Me dejé llevar. Cruzamos dos puertas batientes y entramos en una larga sala, donde se sucedían pequeños cuartos separados por paneles. Aunque el sitio estaba aislado y en penumbra, los sonidos de la enfermedad, repitiéndose a cada paso, me lastimaban los oídos. Donde quiera volvía los ojos, veía pacientes conectados a respiradores, a bombas que les infundían drogas y a monitores del ritmo cardíaco. El último cubículo de la derecha era el de Martel.
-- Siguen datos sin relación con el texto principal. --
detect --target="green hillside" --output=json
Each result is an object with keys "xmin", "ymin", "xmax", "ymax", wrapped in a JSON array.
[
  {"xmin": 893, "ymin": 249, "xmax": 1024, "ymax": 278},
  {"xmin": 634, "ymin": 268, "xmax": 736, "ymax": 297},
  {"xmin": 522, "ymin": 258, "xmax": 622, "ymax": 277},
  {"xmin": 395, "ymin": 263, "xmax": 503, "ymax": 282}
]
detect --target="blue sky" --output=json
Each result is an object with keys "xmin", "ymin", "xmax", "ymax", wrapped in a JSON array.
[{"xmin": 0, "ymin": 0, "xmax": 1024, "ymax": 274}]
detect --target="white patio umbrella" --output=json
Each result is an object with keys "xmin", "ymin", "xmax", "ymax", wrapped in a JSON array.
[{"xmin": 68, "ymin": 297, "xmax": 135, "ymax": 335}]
Apenas pude distinguir su forma entre aquellas luces indirectas que se desprendían de las máquinas, de modo que mi primera impresión fue la que ya llevaba en la memoria: la de un hombre bajo y de cuello corto, con el pelo negro y denso al que había visto, meses atrás, tomar un taxi cerca del Congreso. No sé por qué lo imaginaba parecido a Gardel. Nada que ver: sus labios eran gruesos, la nariz ancha, y en los grandes ojos oscuros se dibujaba una expresión ansiosa, la de alguien que está corriendo detrás del tiempo. Las raíces del pelo, que no teñía desde quién sabe cuándo, se le habían puesto cenicientas, y por acá y allá se le abrían claros de calvicie.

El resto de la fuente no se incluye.